Sansevieria is the botanical name of a group of succulent plants of African origin that go by many different common names – bowstring hemp, devil’s tongue and snake plant along with the well-known mother-in-law version are bur some of them. The most commonly cultivated species is Sansevieria trifasciata that originates from Central Africa. Various different hybrid forms and selections are used as ornamental foliage plants for indoors and out in the garden. The variegated leathery leaves are held in an upright rosette creating a stately appearance. The major virtue of these plants is their ability to “thrive on neglect”. They cope with heat and sunshine, drought and deep-shade, occasional flooding and high humidity along with poor soils. Not many other plants are so adaptable and accommodating.

Flowers are borne in spikes that emerge from below ground level and are held amongst the leaves which tend to obscure them somewhat. Colours vary from cream to green and brown to purple. The foliage is far more attractive than the flowers which are often left completely unnoticed.

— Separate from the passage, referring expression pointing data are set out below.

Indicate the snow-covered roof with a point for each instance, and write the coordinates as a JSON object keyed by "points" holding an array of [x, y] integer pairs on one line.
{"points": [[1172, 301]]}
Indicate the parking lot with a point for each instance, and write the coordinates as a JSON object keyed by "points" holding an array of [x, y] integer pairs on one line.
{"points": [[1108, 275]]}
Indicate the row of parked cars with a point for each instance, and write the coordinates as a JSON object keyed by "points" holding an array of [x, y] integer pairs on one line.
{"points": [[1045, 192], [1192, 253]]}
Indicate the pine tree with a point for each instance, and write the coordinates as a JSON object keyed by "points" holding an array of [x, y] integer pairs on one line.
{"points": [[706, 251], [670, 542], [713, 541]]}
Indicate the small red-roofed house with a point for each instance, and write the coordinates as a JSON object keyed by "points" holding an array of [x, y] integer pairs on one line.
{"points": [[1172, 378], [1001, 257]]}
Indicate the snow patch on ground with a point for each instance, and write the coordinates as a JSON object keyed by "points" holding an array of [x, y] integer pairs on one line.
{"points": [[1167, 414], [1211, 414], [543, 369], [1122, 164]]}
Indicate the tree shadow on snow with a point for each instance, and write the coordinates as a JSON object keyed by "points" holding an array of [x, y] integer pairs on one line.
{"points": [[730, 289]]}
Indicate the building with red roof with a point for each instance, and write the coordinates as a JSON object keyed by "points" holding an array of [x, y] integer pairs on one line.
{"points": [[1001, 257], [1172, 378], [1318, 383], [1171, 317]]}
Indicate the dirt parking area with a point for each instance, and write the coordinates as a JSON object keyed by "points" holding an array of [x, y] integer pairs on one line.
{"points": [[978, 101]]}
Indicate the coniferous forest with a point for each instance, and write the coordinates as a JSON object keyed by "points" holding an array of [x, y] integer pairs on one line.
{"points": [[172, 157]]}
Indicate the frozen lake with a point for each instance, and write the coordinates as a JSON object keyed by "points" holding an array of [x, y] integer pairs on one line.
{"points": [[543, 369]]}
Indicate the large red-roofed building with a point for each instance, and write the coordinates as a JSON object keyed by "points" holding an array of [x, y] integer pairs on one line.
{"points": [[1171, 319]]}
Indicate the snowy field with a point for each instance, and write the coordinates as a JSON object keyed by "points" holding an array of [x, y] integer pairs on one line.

Use tall (30 to 60 cm) Sansevieria plants as indoor specimens either individually or in groups. Outdoors they are useful for very shaded frost free positions. Some of the shorter forms only grow 15 to 20 cm high and are good as groundcovers in the garden or in smaller pots and containers in the home. Despite their toughness and resilience, they do benefit from regular watering, feeding and a rinse down for those that collect dust indoors.